坂東玉三郎×喜多村緑郎×河合雪之丞
が幕末の遊郭を描く 『ふるあめりか
に袖はぬらさじ』6月歌舞伎座取材会
レポート

2022年6月2日(木)より歌舞伎座で、坂東玉三郎主演の『ふるあめりかに袖はぬらさじ』​が上演される。演出は、玉三郎と新派文芸部の齋藤雅文。初演は1972年の文学座。有吉佐和子が自身の小説を、女優・杉村春子のために戯曲化した作品だ。かつて横浜にあった遊郭を舞台に、芸者のお園と、その時代を生きた人々が描かれる。共演には、中村鴈治郎、中村福之助、そして喜多村緑郎、河合雪之丞ほか劇団新派の俳優たちも名を連ねる。
この度、玉三郎、緑郎、雪之丞が出席し、取材会を行った。その模様をレポートする。
■第三部は『ふるあめりかに袖はぬらさじ』
当初、6月は片岡仁左衛門と玉三郎による『与話情浮名横櫛』の上演が予定されていた。
玉三郎「松嶋屋(仁左衛門)さんが体調をお崩しになられ、『ふるあめりかに袖はぬらさじ』​という狂言に差し替えとなりました。そして歌舞伎と新派、合同となります。このお芝居は、2007年に十八代目勘九郎さんたちと歌舞伎座でやらせていただいて以来です」
坂東玉三郎
演目の差し替えは、松竹からの提案を受け、相談の上で決めたという。
玉三郎「このところ続いている演目とは雰囲気を変え、『日本橋』や『ふるあめりかに袖はぬらさじ』はどうかと、ご相談を受けました。『ふるあめりかに袖はぬらさじ』は珍しい出し物ですし、お客様も明るく楽しい気持ちでご覧いただけるお芝居です。話し合い、合意の上でこちらになりました」
■緑郎と雪之丞、新派俳優としてふたたび歌舞伎座に
演目の変更に伴い、当初より出演予定だった新派女方の雪之丞だけでなく、緑郎をはじめとした新派の俳優陣が公演を支える。

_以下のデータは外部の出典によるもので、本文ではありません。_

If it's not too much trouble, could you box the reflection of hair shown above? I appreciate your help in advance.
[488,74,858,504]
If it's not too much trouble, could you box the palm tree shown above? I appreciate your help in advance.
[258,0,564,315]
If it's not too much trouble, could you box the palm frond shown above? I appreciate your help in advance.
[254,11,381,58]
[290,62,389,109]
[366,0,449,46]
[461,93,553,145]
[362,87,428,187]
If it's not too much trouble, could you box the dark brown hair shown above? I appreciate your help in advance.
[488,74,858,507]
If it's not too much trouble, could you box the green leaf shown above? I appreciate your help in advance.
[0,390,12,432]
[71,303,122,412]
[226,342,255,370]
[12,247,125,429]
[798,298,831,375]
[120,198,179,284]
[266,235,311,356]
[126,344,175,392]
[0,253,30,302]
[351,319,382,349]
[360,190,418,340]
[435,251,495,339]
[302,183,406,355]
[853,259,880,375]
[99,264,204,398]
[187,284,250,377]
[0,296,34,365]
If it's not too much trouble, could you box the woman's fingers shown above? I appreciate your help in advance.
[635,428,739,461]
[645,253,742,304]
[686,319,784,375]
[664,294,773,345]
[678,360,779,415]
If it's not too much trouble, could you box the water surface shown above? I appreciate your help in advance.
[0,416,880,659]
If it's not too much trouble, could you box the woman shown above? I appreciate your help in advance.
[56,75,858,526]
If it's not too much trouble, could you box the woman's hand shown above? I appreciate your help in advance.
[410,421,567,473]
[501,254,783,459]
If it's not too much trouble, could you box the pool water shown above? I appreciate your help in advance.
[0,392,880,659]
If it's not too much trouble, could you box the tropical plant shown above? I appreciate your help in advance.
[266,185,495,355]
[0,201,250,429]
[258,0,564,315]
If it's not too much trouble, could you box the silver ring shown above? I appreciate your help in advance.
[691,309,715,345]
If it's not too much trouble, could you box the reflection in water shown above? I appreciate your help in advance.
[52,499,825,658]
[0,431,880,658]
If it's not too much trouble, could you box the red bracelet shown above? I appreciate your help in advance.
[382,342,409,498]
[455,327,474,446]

緑郎「8年ぶりに、歌舞伎座の舞台に立たせていただきます。突然のことでしたが、心の底から嬉しい限りです。緊張もあり、いまは魂も全身も震えております」
緑郎は、2016年に新派に移籍。それ以前は、市川段治郎(2011年~月乃助)の名前で澤瀉屋の一員として歌舞伎に出演。『桜姫東文章』(2004年7月歌舞伎座)で、玉三郎の桜姫の相手役、清玄・権助を勤めるなど注目された。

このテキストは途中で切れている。